Three things that finish your Brain
These complete the setup — set them up early, not "someday". Obsidian gives you a clear window into your notes, GitHub backs everything up online, and Graphify draws an automatic map that makes your Brain cheaper and sharper. You don't install any of them by hand: just ask the Brain, and it sets them up for you (or gives you a link if it needs one).
Add Obsidian — a window into your notes
Obsidian (free) shows your notes as a searchable, linked library, with a map you can actually see.
In your session, just say: "Install Obsidian and open my Brain in it." The Brain installs the app, drops in the plugins we use (auto-save, the connection map, tidy settings) and turns them on. Prefer to do it by hand? Download it from obsidian.md.
You click two things once — both are safety steps no app can skip: "Open folder as vault" (pick your Brain folder), then "Trust author and turn on community plugins." The Brain does everything else.
Connect GitHub — back up to the cloud
This keeps a safe copy online, so nothing is lost if your computer dies — and you can pick up on another machine.
First, make a free account at github.com — that one step is yours, because it needs your email. Then say: "Connect my Brain to a new private GitHub repo." The Brain installs what it needs and does the rest. After this, "handoff" and the 🔴 red button also save to the cloud automatically.
One click is yours: when it pops open GitHub in your browser, press "Authorize." That's the only manual step.
Set up Graphify — an automatic map of your notes
Graphify draws a map of how all your notes connect. Its real job is to save you money: instead of re-reading every page to get its bearings, the Brain reads one short map first.

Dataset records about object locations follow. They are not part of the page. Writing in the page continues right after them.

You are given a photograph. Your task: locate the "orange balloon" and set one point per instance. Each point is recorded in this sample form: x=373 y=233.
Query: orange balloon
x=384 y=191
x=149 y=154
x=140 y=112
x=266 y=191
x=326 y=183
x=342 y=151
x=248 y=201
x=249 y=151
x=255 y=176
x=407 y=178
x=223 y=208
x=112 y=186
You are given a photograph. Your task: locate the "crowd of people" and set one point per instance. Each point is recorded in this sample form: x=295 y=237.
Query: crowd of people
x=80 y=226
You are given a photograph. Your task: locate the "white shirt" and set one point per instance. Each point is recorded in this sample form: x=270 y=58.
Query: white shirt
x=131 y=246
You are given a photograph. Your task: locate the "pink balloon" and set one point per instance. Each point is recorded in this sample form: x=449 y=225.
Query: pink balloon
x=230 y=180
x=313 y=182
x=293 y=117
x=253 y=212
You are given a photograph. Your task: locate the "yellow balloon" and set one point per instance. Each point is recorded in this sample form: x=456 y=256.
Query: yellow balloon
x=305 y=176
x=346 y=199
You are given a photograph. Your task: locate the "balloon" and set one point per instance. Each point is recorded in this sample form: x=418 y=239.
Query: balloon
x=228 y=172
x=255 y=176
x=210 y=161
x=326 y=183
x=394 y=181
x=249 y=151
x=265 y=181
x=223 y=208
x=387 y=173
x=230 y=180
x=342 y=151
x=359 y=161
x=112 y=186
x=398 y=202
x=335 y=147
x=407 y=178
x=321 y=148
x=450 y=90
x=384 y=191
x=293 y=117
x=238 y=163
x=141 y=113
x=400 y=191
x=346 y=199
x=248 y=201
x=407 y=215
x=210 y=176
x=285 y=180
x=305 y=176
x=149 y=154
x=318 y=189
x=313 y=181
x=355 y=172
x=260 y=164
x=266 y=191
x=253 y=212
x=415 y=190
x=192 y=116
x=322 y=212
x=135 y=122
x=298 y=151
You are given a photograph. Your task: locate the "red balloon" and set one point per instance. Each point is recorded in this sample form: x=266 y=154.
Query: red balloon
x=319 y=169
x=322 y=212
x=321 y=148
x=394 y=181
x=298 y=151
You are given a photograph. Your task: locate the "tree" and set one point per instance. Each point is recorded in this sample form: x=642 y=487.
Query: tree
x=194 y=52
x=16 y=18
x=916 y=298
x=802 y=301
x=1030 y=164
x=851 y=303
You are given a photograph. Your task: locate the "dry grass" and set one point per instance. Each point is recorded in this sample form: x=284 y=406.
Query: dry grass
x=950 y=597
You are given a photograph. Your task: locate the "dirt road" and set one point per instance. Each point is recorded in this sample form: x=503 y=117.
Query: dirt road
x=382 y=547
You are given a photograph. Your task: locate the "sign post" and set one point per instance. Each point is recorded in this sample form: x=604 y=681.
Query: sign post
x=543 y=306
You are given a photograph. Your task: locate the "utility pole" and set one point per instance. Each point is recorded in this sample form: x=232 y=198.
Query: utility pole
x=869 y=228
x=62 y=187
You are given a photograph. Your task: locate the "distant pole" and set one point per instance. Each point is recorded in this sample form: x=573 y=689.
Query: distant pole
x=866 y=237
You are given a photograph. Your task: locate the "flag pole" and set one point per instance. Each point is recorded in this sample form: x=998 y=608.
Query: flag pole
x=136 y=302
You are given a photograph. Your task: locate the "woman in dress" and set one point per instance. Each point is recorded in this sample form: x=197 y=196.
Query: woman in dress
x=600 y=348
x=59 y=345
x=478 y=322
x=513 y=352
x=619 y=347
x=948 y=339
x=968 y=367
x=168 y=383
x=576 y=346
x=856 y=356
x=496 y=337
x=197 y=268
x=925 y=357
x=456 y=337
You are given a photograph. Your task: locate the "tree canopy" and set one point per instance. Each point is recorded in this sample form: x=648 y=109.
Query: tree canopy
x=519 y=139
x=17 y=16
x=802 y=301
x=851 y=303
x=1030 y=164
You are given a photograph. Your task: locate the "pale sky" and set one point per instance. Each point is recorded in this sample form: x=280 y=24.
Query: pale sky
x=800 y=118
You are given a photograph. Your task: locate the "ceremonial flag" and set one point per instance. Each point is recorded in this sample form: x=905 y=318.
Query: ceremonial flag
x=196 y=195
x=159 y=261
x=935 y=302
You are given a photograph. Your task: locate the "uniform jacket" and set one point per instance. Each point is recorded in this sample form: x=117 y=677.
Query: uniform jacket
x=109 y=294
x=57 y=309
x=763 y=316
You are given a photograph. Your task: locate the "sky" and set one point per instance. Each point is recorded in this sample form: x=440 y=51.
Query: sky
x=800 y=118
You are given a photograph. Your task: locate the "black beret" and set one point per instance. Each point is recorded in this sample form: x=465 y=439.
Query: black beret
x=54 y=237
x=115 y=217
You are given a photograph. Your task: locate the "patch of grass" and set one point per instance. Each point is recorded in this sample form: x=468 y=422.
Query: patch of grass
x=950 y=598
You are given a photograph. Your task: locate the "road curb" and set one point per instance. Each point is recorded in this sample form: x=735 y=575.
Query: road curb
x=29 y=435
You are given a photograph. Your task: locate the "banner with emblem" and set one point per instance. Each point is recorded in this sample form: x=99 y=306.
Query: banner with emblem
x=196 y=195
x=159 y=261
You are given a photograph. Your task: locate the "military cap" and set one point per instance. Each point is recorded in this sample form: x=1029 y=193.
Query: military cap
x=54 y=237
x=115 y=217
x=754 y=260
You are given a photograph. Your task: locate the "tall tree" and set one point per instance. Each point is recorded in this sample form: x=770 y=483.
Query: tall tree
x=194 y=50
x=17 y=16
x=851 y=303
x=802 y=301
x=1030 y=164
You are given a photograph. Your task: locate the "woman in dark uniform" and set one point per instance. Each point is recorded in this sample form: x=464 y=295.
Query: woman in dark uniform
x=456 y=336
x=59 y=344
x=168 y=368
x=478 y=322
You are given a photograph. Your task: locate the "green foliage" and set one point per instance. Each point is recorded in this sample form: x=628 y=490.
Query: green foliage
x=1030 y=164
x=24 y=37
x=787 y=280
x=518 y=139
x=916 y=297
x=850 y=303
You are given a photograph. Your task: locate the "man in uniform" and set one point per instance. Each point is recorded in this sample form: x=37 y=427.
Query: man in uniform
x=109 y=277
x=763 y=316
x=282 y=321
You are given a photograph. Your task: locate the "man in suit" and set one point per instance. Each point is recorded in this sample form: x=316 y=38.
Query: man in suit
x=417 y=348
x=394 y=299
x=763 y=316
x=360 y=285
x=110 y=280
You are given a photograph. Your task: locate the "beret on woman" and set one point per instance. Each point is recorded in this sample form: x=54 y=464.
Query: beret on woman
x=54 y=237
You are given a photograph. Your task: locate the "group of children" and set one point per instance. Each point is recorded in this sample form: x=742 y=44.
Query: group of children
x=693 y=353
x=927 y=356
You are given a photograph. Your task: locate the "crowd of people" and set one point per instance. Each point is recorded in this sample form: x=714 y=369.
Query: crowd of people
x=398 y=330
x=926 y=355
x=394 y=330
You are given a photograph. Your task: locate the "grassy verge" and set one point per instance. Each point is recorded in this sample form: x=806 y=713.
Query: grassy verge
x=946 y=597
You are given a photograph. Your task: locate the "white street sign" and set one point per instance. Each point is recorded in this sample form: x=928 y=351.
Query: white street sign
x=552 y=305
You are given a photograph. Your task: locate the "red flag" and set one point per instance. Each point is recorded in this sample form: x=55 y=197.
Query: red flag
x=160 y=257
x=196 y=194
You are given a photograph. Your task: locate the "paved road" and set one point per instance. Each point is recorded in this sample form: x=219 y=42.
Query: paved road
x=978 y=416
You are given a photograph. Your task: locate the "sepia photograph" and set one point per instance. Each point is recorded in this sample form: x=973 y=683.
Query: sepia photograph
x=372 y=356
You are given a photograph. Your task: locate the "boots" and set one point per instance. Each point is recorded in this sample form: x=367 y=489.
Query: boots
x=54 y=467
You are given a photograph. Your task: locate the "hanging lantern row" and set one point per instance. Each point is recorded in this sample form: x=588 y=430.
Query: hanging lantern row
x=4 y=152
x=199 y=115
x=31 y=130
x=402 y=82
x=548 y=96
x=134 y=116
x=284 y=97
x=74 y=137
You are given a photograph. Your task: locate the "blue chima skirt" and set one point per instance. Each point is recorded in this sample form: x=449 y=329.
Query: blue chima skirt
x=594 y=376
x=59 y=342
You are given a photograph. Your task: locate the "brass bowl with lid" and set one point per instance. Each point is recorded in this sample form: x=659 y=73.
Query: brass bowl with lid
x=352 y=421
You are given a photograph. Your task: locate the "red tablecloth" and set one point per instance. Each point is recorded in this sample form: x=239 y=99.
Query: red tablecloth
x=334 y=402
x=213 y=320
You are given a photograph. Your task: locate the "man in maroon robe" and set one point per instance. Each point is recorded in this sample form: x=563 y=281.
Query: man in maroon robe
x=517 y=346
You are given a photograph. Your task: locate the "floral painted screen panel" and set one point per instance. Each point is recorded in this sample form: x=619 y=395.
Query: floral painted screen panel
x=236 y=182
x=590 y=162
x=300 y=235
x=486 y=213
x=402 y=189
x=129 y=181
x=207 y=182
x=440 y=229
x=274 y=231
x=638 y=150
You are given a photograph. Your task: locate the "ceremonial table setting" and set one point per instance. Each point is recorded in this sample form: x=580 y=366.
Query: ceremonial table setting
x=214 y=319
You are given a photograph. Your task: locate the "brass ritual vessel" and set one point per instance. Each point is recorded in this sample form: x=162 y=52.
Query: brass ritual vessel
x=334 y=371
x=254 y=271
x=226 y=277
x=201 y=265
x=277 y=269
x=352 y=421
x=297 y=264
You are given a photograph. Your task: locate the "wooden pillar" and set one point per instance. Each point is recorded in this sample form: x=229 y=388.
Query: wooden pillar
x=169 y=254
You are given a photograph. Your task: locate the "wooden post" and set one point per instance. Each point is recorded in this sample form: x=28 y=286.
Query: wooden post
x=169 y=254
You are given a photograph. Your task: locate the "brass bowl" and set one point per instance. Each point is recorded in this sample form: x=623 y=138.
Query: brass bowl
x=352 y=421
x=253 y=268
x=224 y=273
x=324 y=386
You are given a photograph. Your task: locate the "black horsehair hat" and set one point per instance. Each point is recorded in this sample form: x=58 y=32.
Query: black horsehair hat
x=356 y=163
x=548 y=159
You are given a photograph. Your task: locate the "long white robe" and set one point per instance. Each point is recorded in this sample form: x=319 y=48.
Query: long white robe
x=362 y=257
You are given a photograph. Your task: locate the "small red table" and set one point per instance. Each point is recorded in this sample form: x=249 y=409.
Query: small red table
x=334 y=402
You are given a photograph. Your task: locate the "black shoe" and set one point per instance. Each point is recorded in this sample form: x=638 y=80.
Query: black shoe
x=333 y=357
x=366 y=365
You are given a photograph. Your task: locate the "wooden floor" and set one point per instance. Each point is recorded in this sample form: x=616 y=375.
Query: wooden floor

In your session, just say: "Set up graphify for my Brain." The Brain installs it and builds your first map, then keeps it up to date by itself. Set it up early — it only gets more useful as your notes grow.
Graphify needs a free tool called Python. If your computer doesn't have it, the Brain installs it for you, or points you to the one-click download. That's the only extra step.
Common questions
Quick answers to the things people ask most.
What is an AI second brain?
It's a helper on your computer that remembers your work and writes your notes for you. You talk to it in plain words, and it keeps everything tidy in one place so nothing gets lost.
Is it free?
Yes. The helper (Claude Code) is free to install, and Obsidian, GitHub, and Graphify are all free too. You only pay if you later choose a paid Claude plan for heavier use.
Do I need to know how to code?
No. You set it up by copying and pasting one block of text, then you just talk to it in normal language. There is nothing to program.
Where is my information kept? Is it private?
Everything is saved as plain text files in one folder on your own computer. Nothing is shared anywhere unless you choose to back it up online later.
Which computers does it work on?
It works on Windows, Mac, and Linux. The steps above show you exactly what to do for each one.